Wait! Why are there ads on this site? -- View our Advertisement Statement
The 10 Elements of Urban Homesteading
When we first used the term "Urban Homestead" back in 2001 to describe what we were doing, we had little idea that it would catch on as a lifestyle-movement.
Although this kind of life was common in the past and people have always grown food or raised chickens in their backyard, etc, the description and the use of "urban homesteading" to apply to a modern 21st century city life wasn't used to describe the lifestyle. Having been the first modern urban homestead, we've been asked so many times about what we feel defines an urban homestead. What EXACTLY, is it? So, Jules Dervaes came up with these 10 KEY FACTORS that define an urban homestead in the 21st century. The principle that underlies all these factors is that urban homesteading is a way of life--a journey towards a sustainable and self sufficient life.
While these 10 factors make up the “ideal” urban homestead, it should be understood that individual circumstances vary greatly and that many of these factors take years to implement fully. Therefore, any urban homestead SHOULD be a work in progress (we’ve been digging away at it for 20 years).

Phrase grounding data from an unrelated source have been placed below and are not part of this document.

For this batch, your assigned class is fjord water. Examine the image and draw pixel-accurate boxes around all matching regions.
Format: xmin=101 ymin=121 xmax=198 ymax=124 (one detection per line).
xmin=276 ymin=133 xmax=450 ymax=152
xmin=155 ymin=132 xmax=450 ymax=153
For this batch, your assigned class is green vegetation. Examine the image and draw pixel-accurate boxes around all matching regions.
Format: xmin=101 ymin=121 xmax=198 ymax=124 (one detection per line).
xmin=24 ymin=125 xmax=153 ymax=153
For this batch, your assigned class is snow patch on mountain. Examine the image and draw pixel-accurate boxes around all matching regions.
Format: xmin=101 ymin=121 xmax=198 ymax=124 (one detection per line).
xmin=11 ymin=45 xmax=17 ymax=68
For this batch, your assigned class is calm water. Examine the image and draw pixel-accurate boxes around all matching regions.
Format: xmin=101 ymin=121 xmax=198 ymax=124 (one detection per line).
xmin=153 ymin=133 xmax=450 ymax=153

"The current urban homesteading movement is a positive trend in American society. Within certain parameters, it has the potential to revitalize families and, thus, towns in our long tradition of self-sufficiency and independence. Homesteading in the city requires responsibility to one’s neighbors and fellow citizens. When it is undertaken with such a foundation, this way of life yields rich rewards of experiencing the rhythms of nature and the wonders of animal life." - Jules Dervaes
Grow your own FOOD on your city lot.
More than 50% of diet, organically, on an urban lot (approx. less than half an acre*) with visually appealing landscaping. *Depends on square footage of house, location, and climate zone.
Use alternative ENERGY sources.
E.g., solar, wind, in conjunction with energy efficiency and conservation measures to reduce usage.
Use alternative FUELS & TRANSPORTATION.
E.g., bio-fuels and/or alternative methods of transportation (bicycle, walk, public).
Keep farm ANIMALS for manure and food.
Practice animal husbandry.
Practice WASTE REDUCTION.
Use it up, wear it out, make it do, do without, compost it, re-purpose it.
Reclaim GREYWATER and collect RAINWATER.
Practice water conservation and recovery.
…in the manner of past eras. Develop back-to-basics homemaking skills, including food preservation and preparation.
Do the work YOURSELF.
Learn to do home and vehicle maintenance, repairs and basic construction.
Work at HOME.
Earn a living from the land or hand work done at home. Develop a homebased economy.
Be a good NEIGHBOR.
Be conscious and considerate of your surroundings – ask yourself, “Would I want to live next to me?” Offer a helping hand for free. Urban homesteading is a community-based way of life, not a business opportunity. Be a neighbor, not a business person.